O vale é, na realidade, um grupo de wadis, ou seja, um grupo de gargantas sinuosas e profundas cavadas por um curso de água que secou. São dois braços principais que separam a área nos Vales Oeste e dos Macacos. Existem ainda vários tributários menores. O assim chamado Pico Tebano pode ser visto a sobranceiro dos túmulos. Seu formato de pirâmide talvez tenha sido uma das razões pelas quais os faraós escolheram esse local para suas últimas moradas. A maioria das tumbas reais está no braço leste, escondidas no topo das escarpas ou cavadas, como a tumba de Tutankhamon, no chão do vale.

No século XVIII da nossa era, alguns exploradores e aventureiros descreveram o vale e seus túmulos, mas seus relatórios eram simplesmente observações e não houve tentativas sistemáticas de escavação. No século XIX, Giovanni Battista Belzoni, curiosa figura da egiptologia que houvera sido, inclusive, atração circense por sua força descomunal, descobriu oito tumbas na região.
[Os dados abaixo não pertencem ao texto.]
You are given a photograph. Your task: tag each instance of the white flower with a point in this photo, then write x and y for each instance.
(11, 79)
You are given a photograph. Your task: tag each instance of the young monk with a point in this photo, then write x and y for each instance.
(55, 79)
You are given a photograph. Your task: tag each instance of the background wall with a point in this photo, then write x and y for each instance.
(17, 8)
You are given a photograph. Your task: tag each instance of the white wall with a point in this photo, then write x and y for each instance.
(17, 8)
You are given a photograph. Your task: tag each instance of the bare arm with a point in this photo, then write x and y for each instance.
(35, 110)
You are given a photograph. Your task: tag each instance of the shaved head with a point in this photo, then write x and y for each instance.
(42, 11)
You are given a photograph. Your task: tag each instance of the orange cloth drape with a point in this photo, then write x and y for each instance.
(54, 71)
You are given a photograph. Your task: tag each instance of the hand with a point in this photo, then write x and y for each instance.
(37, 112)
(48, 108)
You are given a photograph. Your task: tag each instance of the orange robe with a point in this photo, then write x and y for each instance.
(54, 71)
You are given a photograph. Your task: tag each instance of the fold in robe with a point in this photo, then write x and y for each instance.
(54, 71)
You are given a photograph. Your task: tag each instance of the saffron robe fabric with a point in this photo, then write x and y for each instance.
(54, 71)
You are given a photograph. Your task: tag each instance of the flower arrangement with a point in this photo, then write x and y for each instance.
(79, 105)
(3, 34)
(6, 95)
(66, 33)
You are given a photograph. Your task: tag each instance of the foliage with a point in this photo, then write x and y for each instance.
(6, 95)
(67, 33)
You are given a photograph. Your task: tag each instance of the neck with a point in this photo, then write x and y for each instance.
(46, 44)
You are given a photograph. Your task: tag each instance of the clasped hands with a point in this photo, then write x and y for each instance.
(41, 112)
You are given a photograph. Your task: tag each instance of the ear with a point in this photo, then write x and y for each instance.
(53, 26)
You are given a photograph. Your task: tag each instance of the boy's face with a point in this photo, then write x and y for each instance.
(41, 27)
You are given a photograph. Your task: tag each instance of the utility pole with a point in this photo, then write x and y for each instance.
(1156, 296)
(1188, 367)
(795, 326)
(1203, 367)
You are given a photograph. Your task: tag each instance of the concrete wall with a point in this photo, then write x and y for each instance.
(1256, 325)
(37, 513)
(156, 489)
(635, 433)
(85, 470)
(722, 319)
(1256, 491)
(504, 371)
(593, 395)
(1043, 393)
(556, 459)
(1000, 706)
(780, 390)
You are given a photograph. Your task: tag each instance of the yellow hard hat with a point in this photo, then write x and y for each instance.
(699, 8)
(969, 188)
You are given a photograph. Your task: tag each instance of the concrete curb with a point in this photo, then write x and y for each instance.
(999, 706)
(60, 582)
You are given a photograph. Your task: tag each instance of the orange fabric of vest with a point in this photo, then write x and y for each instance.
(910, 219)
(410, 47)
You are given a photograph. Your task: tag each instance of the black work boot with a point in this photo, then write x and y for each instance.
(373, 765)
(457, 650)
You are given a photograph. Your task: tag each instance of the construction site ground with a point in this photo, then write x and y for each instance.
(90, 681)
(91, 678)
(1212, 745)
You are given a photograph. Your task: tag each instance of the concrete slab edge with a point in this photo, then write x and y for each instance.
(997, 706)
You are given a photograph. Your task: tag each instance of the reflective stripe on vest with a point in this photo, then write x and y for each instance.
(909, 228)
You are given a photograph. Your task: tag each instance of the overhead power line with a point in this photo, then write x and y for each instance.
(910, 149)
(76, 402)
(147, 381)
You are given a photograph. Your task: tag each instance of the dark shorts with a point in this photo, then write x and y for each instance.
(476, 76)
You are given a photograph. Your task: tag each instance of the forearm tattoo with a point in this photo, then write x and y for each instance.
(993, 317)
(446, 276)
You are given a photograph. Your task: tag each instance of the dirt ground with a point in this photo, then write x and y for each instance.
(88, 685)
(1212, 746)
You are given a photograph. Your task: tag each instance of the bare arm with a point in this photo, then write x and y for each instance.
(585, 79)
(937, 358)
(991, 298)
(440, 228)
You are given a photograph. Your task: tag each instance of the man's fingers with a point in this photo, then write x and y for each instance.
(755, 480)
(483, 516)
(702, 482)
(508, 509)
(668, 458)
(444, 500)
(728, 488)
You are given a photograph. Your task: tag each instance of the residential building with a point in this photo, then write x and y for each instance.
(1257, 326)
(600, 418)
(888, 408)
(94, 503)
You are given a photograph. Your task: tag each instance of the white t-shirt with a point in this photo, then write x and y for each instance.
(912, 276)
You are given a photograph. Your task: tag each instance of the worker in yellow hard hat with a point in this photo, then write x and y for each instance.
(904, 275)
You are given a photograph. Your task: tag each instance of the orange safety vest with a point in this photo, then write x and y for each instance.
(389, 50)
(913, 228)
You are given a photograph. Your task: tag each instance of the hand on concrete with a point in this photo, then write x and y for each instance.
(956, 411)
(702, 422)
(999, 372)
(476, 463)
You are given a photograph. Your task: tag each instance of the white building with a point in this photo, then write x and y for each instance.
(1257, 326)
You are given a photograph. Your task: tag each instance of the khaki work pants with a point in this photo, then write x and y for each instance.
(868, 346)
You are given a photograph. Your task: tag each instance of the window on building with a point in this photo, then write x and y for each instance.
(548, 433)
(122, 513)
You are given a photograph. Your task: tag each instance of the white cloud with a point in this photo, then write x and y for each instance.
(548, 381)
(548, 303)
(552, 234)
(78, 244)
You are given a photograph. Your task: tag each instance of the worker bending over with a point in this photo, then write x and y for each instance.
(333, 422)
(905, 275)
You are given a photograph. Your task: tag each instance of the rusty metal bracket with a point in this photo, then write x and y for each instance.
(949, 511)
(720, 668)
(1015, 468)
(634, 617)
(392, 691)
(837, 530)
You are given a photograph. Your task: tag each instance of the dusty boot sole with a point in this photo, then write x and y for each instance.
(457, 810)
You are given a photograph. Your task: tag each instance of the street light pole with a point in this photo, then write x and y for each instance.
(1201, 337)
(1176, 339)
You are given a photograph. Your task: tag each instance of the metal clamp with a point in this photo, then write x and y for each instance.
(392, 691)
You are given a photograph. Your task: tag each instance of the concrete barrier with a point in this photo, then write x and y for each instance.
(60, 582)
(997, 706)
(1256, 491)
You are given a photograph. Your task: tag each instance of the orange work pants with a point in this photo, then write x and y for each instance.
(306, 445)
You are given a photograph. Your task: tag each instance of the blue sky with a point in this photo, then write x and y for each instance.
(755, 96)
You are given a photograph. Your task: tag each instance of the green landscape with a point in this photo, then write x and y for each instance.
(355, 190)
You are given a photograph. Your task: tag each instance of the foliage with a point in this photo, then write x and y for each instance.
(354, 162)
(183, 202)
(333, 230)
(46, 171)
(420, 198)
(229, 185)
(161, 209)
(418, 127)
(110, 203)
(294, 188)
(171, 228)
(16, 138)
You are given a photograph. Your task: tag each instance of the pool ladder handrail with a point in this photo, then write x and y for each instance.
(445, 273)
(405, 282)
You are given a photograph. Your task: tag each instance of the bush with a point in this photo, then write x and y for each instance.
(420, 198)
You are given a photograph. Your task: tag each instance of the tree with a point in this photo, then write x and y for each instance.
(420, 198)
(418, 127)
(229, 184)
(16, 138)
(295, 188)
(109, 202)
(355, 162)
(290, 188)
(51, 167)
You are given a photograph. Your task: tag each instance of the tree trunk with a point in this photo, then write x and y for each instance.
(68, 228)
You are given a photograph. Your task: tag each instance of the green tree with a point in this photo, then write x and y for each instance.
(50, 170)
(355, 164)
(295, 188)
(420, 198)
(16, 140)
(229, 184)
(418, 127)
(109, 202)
A exploração arqueológica do Vale dos Reis começou seriamente nas primeiras décadas do século XX, quando foram desenterradas mais de 30 tumbas nas escavações financiadas pelo milionário Theodore Davis e das quais participou o jovem Howard Carter.

Quando Davis, em 1912, acreditou que nada mais havia para ser descoberto no local e parou de escavar, ironicamente a dois metros da entrada da tumba de Tutankhamon, Carter prosseguiu. Agora o financiamento vinha de Lord Carnarvon, um homem que tinha dinheiro para queimar e queria fazê-lo escavando no Egito. Depois de anos de procura nos quais acharam importantes objetos do ponto de vista arqueológico, mas não o pomo dourado que esperavam, e estavam prestes a desistir, numa última tentativa finalmente atraíram a atenção mundial com a descoberta da tumba do rei Tutankhamon.